- Directed by: C. V. Raju R. Ramamurthy
- Screenplay by: C. V. Raju
- Produced by: Smt Jayalakshmi
- Starring: K. S. Ashwath R. Nagendra Rao Udaykumar Rajashankar
- Cinematography: Rajaram Meenakshi Sundaram
- Edited by: C. V. Raju
- Music by: C. N. Pandurangan
- Production company: Sri Hamsa Chithra
- Distributed by: Sri Hamsa Chithra
- Release date: 1967;
- Running time: 171 minutes
- Country: India
- Language: Kannada

= Sri Purandara Dasaru =

Sri Purandara Dasaru is a 1967 Indian Kannada-language film, directed by C. V. Raju and produced by Smt Jayalakshmi. The film stars K. S. Ashwath, R. Nagendra Rao, Udaykumar and Rajashankar. The musical score was composed by C. N. Pandurangan. This film is the third Kannada film based on the life of Purandara Dasa, following the 1937 film Purandaradasa and the 1964 film Navakoti Narayana.

== Cast ==

- K. S. Ashwath as Srinivasa Nayaka/Sri Purandara Daasaru
- Pandari Bai as Lakshmi wife of Purandara
- R. Nagendra Rao as Panduranga
- Udaykumar as Vyasa Rayaru
- Rajashankar as Keshavacharya
- Balakrishna as Bagalakote Balakrishnacharya
- B Ramadevi as Bendakaluru Bhageerathi
- Narasimharaju as Hanumanthacharya
- Venkatesh
- Raghavendra Rao
- Vadiraj as Kullacharya
- Rathnakar as Appanna
- Ganapathi Bhat
- Master Sridhar
- Chittibabu
- Ramachandra Shastry
- Dwarakish as Dallali Deshakacharya
- Bangalore Nagesh as Gundacharya
- Rajendra Krishna
- Kuppuraj
- Srikanth
- Niranjan
- Lakshmaiah
- Dinesh
- Shivaram
- Dattharaj
- Iyengar
- Bapayya
- Swamy
- Harini as Sharade
- Mynavathi as Chithralekha
- L. Vijayalakshmi as Rukmini
- Papamma as Chithralekha's mother
- Saroja
- Janaki
- Shanthamma as wife of an Insolvent
- Kutty Padmini as Young Krishna

== Soundtrack ==
The music was composed by C. N. Pandurangan.
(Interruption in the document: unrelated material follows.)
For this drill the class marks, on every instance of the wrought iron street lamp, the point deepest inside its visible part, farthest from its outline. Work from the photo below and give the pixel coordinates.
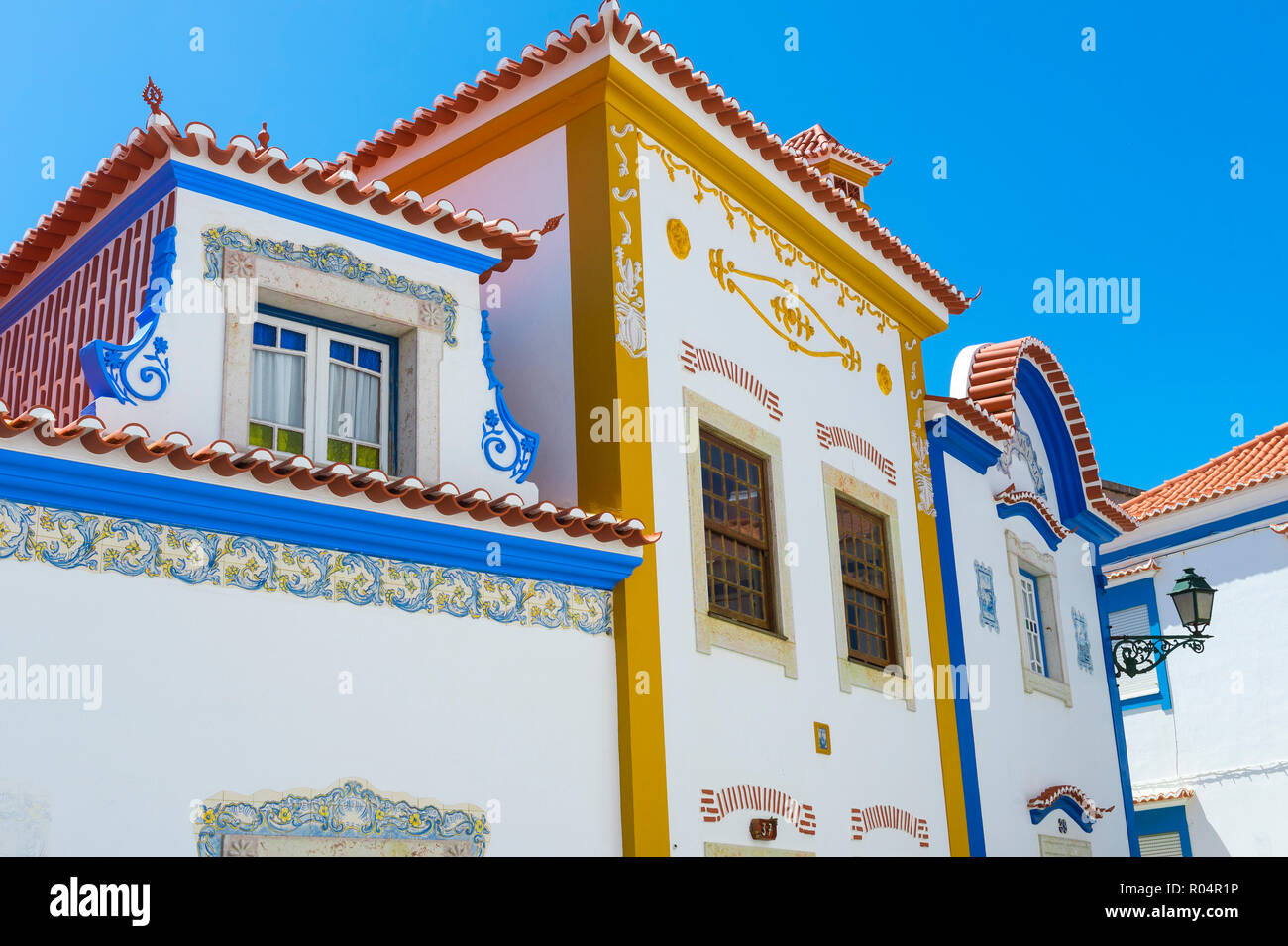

| No. | Song | Singers | Lyrics | Length (m:ss) |
|---|---|---|---|---|
| 1 | "Aadidano Ranga" | M. L. Vasanthakumari | Purandaradasa | 03:06 |
| 2 | "Aparadhi Nanallaa" | P. B. Sreenivas | Purandaradasa | 03:14 |
| 3 | "Chandrachooda" | M. Balamuralikrishna | Purandaradasa | 03:02 |
| 4 | "Jagadodharana" | M. Balamuralikrishna | Purandaradasa | 03:16 |
| 5 | "Kandu Kandu Nee Yenna" | M. Balamuralikrishna | Purandaradasa | 03:26 |
| 6 | "Sakalagrahabala" | P. B. Sreenivas | Purandaradasa | 03:03 |
| 7 | "Sri Gananatha" | M. Balamuralikrishna, Sarojini | Purandaradasa | 05:56 |

== Reception ==
The Indian Express wrote, "If for nothing else, the music would make the Kannada film [Sri Purandara Dasaru] worth the while."